Du point de vue mésologique, l’encartage métaphorique (metaphorical mapping) dont parlent Lakoff et Johnson n’est autre que la trajection par laquelle S (ici les données de la conscience) est saisi en tant que P (ici une catégorie charnelle). Pour convaincante et novatrice qu’elle soit, cette thèse dérape en fin de parcours dans un holisme écologique fumeux, que je récuse41 car il minore à l’excès le fait qu’il y a en réalité une boucle chair/esprit, dans laquelle l’esprit (ici, à l’inverse, en position de P) lui aussi interprète la chair (ici en position de S), assomption qui n’est autre que la conscience. Dans l’humain, l’inconscient n’est pas tout, fût-il cognitif ! En revanche, la thèse de Lakoff et Johnson nous permet d’affermir la théorie mésologique en confirmant la validité de l’homologie trajective (cross-domain) établie ici entre le niveau ontologique de l’humain (dans le fûdoron watsujien) et celui du vivant en général (dans l’Umweltlehre uexküllienne). Il y a bien enchaînement trajectif aussi bien entre l’être individuel et son milieu qu’à l’intérieur même de l’être individuel, en tant qu’organisme, entre ses différents niveaux de conscience, autrement dit ses diverses strates ontologiques. D’un niveau à l’autre, d’une échelle à l’autre, il y a bien trajection : assomption de S en tant que P, hypostase de S/P en S’, et ainsi de suite, dans la complexité indéfiniment évolutive d’un enchevêtrement de chaînes trajectives42. Or pour indéfinie et complexe qu’elle soit, cette histoire a un sens : le sens de l’évolution créatrice de la Terre avec tout ce qu’elle comporte, de la matière à l’esprit en passant par la chair. Et en ce sens-là, que dans une nouvelle boucle trajective, tel le caminante de Machado, nous ne pouvons jamais saisir que rétrospectivement – al volver la vista atrás –, il n’est pas indifférent que l’humain dise et habite poétiquement la Terre ; car ce faisant, il porte plus loin la poétique de la Terre, qui elle-même le prononce.

Palaiseau, 5 mars 2015.

Augustin Berque, né en 1942, est directeur d’études à l’École des hautes études en sciences sociales (Paris), où il enseigne la mésologie. Membre de l’Academia europaea, il a été en 2009 le premier occidental à recevoir le Grand Prix de Fukuoka pour les cultures d’Asie.

39 V. la liste de ces métaphores primaires et de ces catégories dans Philosophy in the flesh, op. cit., p. 50-54. 40 Op. cit., p. 58. 41 En l’occurrence p. 194 dans Écoumène, op. cit. (éd. 2000), mais de manière plus générale dans Être humains sur la Terre.

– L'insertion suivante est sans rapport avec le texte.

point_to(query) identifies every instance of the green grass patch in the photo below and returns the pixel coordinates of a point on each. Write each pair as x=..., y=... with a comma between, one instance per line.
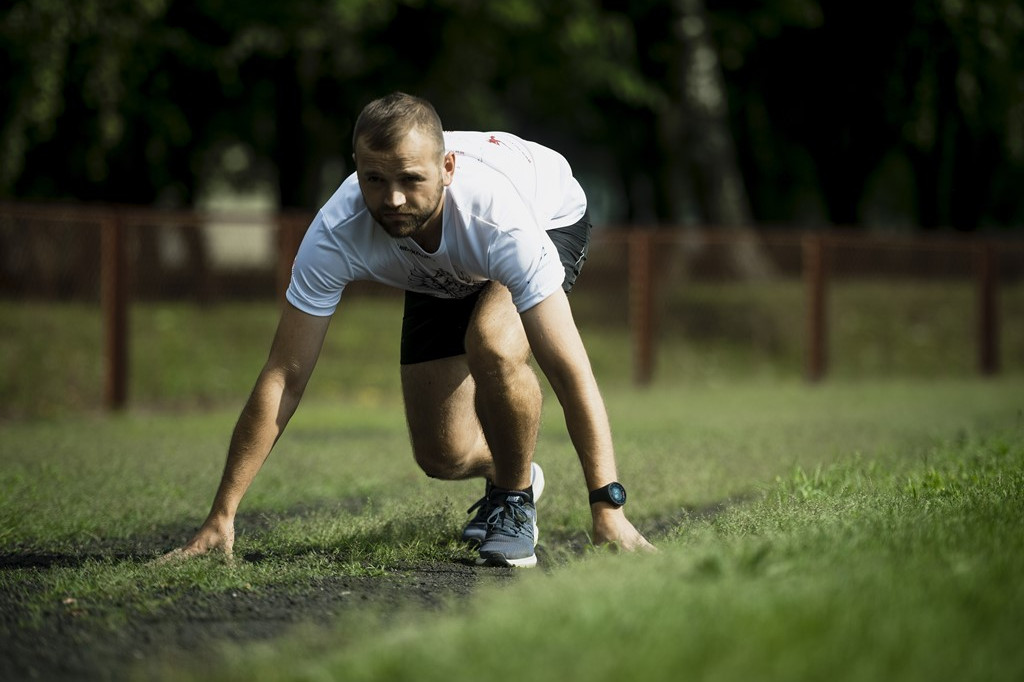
x=184, y=355
x=856, y=570
x=849, y=530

Principes d’éthique de l’écoumène, Paris, Gallimard, 1996. 42 Il ne s’agit donc en aucune manière d’un éternel retour : P ne revient pas à S, mais devient S’ : une nouvelle substance. Du point de vue de la mésologie, telle est la méso-logique de l’évolution des espèces comme de l’histoire humaine. Sur ce thème, v. Poétique de la Terre, op. cit.